Neural Network Crash Course

Neural Networks go back and forth between two stages:

  1. Linear model $x \to Wx + b$
  2. Non-linear activation function $x \to f(x)$

Without the non-linear step successive linear models collapse to a single linear model.

In [6]:
from tensorflow.keras.activations import *
xs = arange(-3,3,.1)
for f in [relu, sigmoid, tanh]:
    plot(xs, f(xs))
legend(["ReLU","sigmoid","tanh"])
Out[6]:
<matplotlib.legend.Legend at 0x134479ba8>

Neural Network Crash Course

Each pair of Linear → Non-linear is called a layer.

Layers compose to a network.

The first layer is the input, the last layer is the output, additional layers are hidden layers.

Theorem Neural networks can approximate (almost every) function.

Computer Vision: Convolutional Neural Networks

Recognizing things in images should not depend on where in the image the thing is.

Solution: Convolutional Neural Network - sweep a window over the image, and let the same network operate on each window.

Usually paired with pooling - adjacent (hyper)pixels "vote" using addition, means or maximum on their content.

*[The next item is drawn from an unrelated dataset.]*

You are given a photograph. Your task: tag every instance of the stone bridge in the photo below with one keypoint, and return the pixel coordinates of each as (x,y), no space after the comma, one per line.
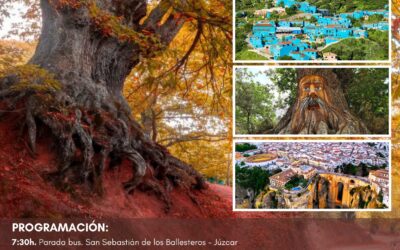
(339,188)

Other ways to improve performance of our digit recognition system are to enforce redundancy. Dropout layers will randomly remove parts of the signal forcing the network to be robust enough to survive losing parts of itself at random.

  • N x 28 x 28
    • CNN ReLU layer, 32 outputs
  • N x 26 x 26 x 32
    • CNN ReLU layer, 64 outputs
  • N x 24 x 24 x 64
    • Max pooling layer
  • N x 12 x 12 x 64
    • 25% Dropout layer
  • N x 12 x 12 x 64
    • Reshape layer
  • N x 9216
    • Dense ReLU layer
  • N x 128
    • Dense ReLU layer
  • N x 128
    • 25% Dropout layer
  • N x 128
    • Dense Softmax output layer
  • N x 10
In [7]:
from tensorflow.keras.layers import *

inputs = Input(shape=(28,28))
x = Reshape((28,28,1))(inputs) # because we need "colors" for CNN
x = Conv2D(32, 3, activation="relu")(x)
x = Conv2D(64, 3, activation="relu")(x)
x = MaxPool2D(2)(x)
x = Dropout(0.25)(x)
x = Flatten()(x)
x = Dense(128, activation="relu")(x)
x = Dense(128, activation="relu")(x)
x = Dropout(0.25)(x)
outputs = Dense(10, activation="softmax")(x)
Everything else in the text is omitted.